Утром на другой день Карачунский послал в Тайболу за Кожиным и запиской просил его приехать по важному делу вместе с женой. Кожин поставлял одно время на золотопромывальную фабрику ремни, и Карачунский хорошо его знал. Посланный вернулся, пока Карачунский совершал свой утренний туалет, отнимавший у него по меньшей мере час. Он каждое утро принимал холодную ванну, подстригал бороду, протирался косметиками, чистил ногти и внимательно изучал свое розовое лицо в зеркале.
– Сейчас будут-с, – докладывал Ганька, ездивший в Тайболу нарочным.
Действительно, когда Карачунский пил свой утренний какао, к господскому дому подкатила новенькая кошевка. Кожин правил сам своей бойкой лошадкой, обряженной в наборную сбрую. Феня ужасно смущалась своего первого визита с мужем в Балчуговский завод и надвинула новенький шерстяной платок на самые глаза. Привязав лошадь к столбу на дворе, Кожин пошел с женой на крыльцо, где их уже ждал Ганька. Сам Карачунский встретил их в передней, а потом провел в кабинет. Феня окончательно сконфузилась и не смела поднять глаз.
– Вчера у меня был Родион Потапыч, – заговорил Карачунский без предисловий. – Он ужасно огорчен и просил меня… Одним словом, вам нужно помириться со стариком.
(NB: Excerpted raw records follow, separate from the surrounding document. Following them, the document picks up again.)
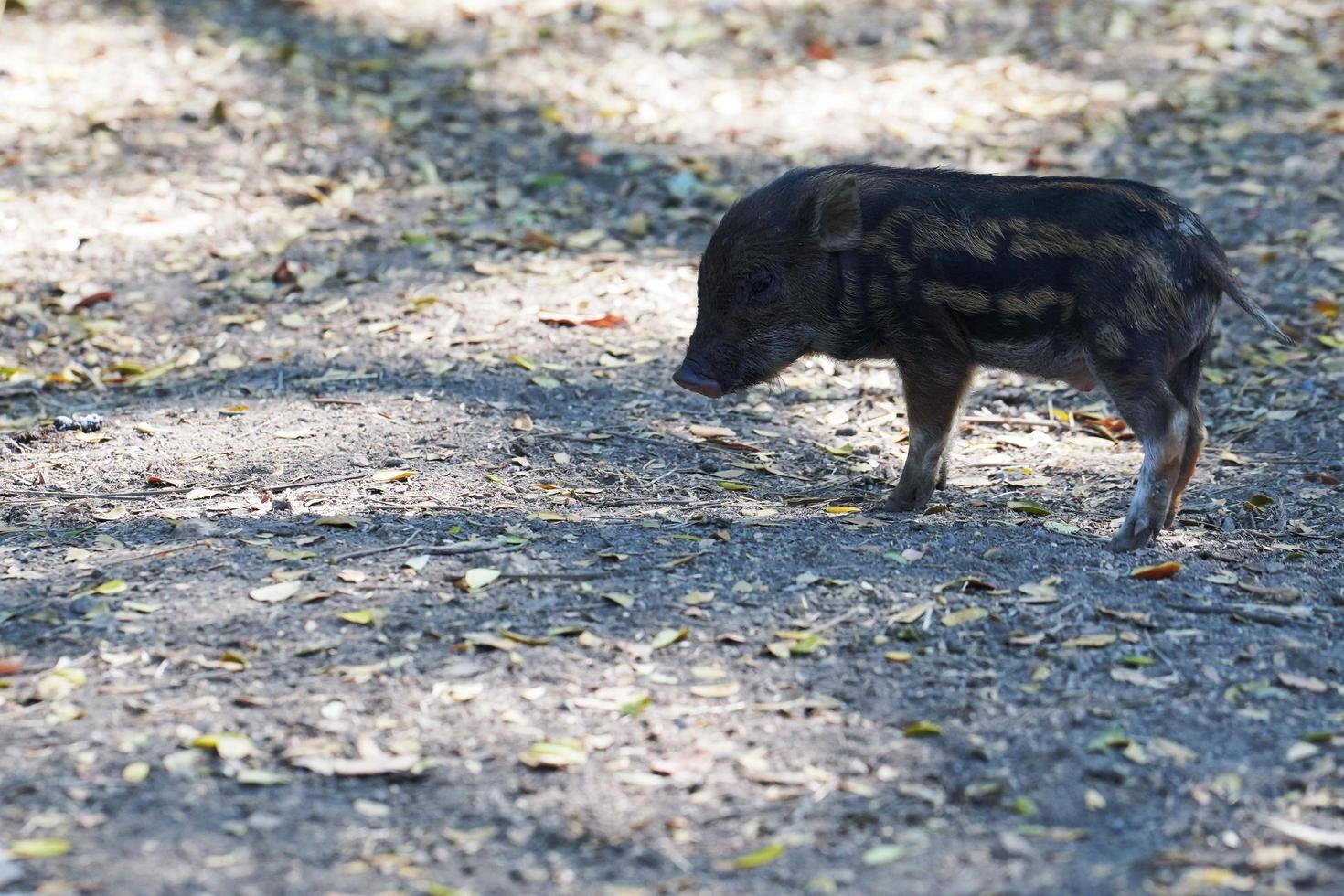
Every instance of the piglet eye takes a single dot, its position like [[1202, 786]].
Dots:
[[760, 283]]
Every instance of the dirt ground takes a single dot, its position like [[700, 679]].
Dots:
[[400, 566]]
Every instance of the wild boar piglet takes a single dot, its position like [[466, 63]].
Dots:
[[1083, 280]]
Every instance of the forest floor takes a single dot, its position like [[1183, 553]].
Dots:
[[398, 564]]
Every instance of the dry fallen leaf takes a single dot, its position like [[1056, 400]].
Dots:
[[1156, 571]]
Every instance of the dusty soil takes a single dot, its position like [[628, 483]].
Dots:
[[392, 495]]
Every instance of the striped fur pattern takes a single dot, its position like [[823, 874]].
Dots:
[[1085, 280]]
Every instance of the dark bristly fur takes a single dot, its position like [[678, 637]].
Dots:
[[1090, 281]]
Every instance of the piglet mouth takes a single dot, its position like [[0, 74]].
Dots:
[[694, 382]]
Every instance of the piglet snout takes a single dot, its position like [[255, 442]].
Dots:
[[694, 382]]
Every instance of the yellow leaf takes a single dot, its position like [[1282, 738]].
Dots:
[[923, 729], [39, 848], [757, 858], [369, 617], [1156, 571], [668, 637], [226, 744], [479, 578], [554, 753]]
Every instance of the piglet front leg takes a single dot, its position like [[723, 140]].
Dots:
[[934, 389]]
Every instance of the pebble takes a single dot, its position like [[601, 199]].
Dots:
[[82, 422]]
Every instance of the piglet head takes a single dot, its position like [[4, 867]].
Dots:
[[768, 281]]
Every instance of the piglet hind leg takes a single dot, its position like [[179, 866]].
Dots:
[[1161, 425], [934, 391], [1184, 384]]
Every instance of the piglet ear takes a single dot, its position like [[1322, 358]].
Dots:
[[835, 217]]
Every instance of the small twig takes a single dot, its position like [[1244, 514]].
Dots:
[[844, 617], [1014, 421], [285, 486], [438, 549], [1244, 614], [123, 496], [582, 435]]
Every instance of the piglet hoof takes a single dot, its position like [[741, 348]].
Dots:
[[902, 501], [1132, 538]]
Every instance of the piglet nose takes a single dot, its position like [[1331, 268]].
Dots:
[[688, 379]]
Я не впутался бы в это дело, если бы не уважал Родиона Потапыча… Это такой почтенный старик, единственный в своем роде.
– Что же, мы всегда готовы помириться… – бойко ответил Кожин, встряхивая напомаженными волосами. – Только из этого ничего не выйдет: Степан Романыч карактерный старик, ни в какой ступе не утолчешь…
– Все-таки надо помириться… Старик совсем убит.
– И помирились бы в лучшем виде, ежели бы не наша вера, Степан Романыч… Все и горе в этом. Разве бы я стал брать Феню убегом, кабы не наша старая вера.
– Да… это действительно… Как же быть-то, Акинфий Назарыч? Старик грозился повести дело судом…
– А уж что Бог даст, – решительно ответил Кожин. – По моему рассуждению так, что, конечно, старику обидно, а судом дело не поправишь… Утихомирится, даст Бог.
Феня все время молчала, а тут не выдержала и зарыдала. Карачунский сам подал ей стакан холодной воды и даже принес флакон с какими-то крепкими духами.